La catedral de Notre Dame de París, joya de la arquitectura gótica y símbolo de la historia francesa, acaba de reabrir sus puertas tras el fatídico incendio sufrido la noche del 15 de abril de 2019. Mientras millones de miradas se depositaron en 1.500 asistentes que acudieron a la inauguración, entre los que figuraban jefes de estado, dignatarios, royals, empresarios y celebrities, nosotros no pudimos evitar fijarnos en el nuevo mobiliario de diseño contemporáneo que dialoga en completa armonía con una obra histórica. Sus autores, los franceses (no podía ser de otra manera) Ionna Vautrin, Guillaume Bardet y el artista Sylvain Dubuisson.
© Arnaud Sabatier
Ionna Vautrin. Minimalismo y referencias góticas
Ionna Vautrin, autora de las célebres lámparas del tren de alta velocidad TGV Euroduplex, ha diseñado las 1.500 sillas, bancos y reclinatorios que amueblan la catedral. Lo ha hecho con la mirada puesta en la funcionalidad, la modernidad y un profundo respeto por el entorno histórico.
© Arnaud Sabatier
Fabricadas en roble macizo por la empresa BOSC, las sillas evocan la estructura del antiguo tejado de la catedral, destruido en el incendio. Las líneas limpias de las piezas dialogan con los arcos y columnas góticas, mientras su diseño permite que la luz de las vidrieras ilumine suavemente el espacio. El resultado es un mobiliario que invita a la contemplación espiritual, además de rendir homenaje a la maestría artesanal y a los materiales nobles.
© Arnaud Sabatier
Además, las piezas están concebidas para ser muy versátiles: las sillas, por ejemplo, son apilables, facilitando la reconfiguración del espacio según las necesidades litúrgicas y culturales de la catedral. Este detalle, aparentemente técnico, evidencia un diseño pensado para la practicidad y la elegancia.
© BOSC
© BOSC
Guillaume Bardet. Objetos litúrgicos de bronce
En paralelo al mobiliario de Vautrin, el diseñador Guillaume Bardet ha creado un conjunto de piezas litúrgicas que destacan por su sencillez y su carácter simbólico. El altar, la cátedra y el baptisterio están realizados en bronce, un material que aporta calidez y conecta con la historia de los objetos sagrados. Estas obras establecen un diálogo visual con la blancura de las piedras recientemente limpiadas de la catedral, resaltando un contraste lleno de serenidad y solemnidad.
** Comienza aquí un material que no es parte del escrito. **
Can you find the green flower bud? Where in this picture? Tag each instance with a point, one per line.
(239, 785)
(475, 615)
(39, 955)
Bardet también ha diseñado vajillas litúrgicas de plata martillada, reflejando una delicada unión entre lo contemporáneo y la tradición. Cada pieza parece estar concebida para integrarse en la espiritualidad del lugar, ofreciendo una reinterpretación actual de los elementos litúrgicos clásicos.
© Philippe Migeat
Sylvain Dubuisson. Relicario monumental para la Corona de Espinas
Uno de los elementos más destacados de la reapertura es el relicario diseñado por Sylvain Dubuisson para albergar la Corona de Espinas, reliquia central de Notre Dame. Realizado en madera de cedro, el relicario presenta un diseño monumental con círculos concéntricos decorados con cabujones de vidrio que capturan y refractan la luz, creando un efecto casi místico.
En el centro de la estructura, una esfera de azul intenso resalta la reliquia, convirtiéndola en el corazón visual del espacio. La combinación de materiales y formas establece un vínculo emocional y simbólico entre el pasado y el presente, subrayando la importancia espiritual de la catedral.
Los tapices de Barceló y Armitage
Aunque el mobiliario y las piezas litúrgicas ya dan forma a la nueva Notre Dame, las expectativas están puestas en los siete tapices que Miquel Barceló y Michael Armitage crearán para las capillas del lado norte. Estas obras, inspiradas en el Antiguo Testamento, se integrarán en un espacio donde ya conviven trabajos de grandes artistas del siglo XX, como Matisse y Braque.
Con esta combinación de diseño contemporáneo, historia y arte, la catedral de Notre Dame se convierte no solo en un lugar de culto, sino también un espacio que celebra la creatividad y la evolución cultural. A través de los diseños de Ionna Vautrin, Guillaume Bardet y Sylvain Dubuisson, Notre Dame de París reafirma su lugar como un ícono atemporal.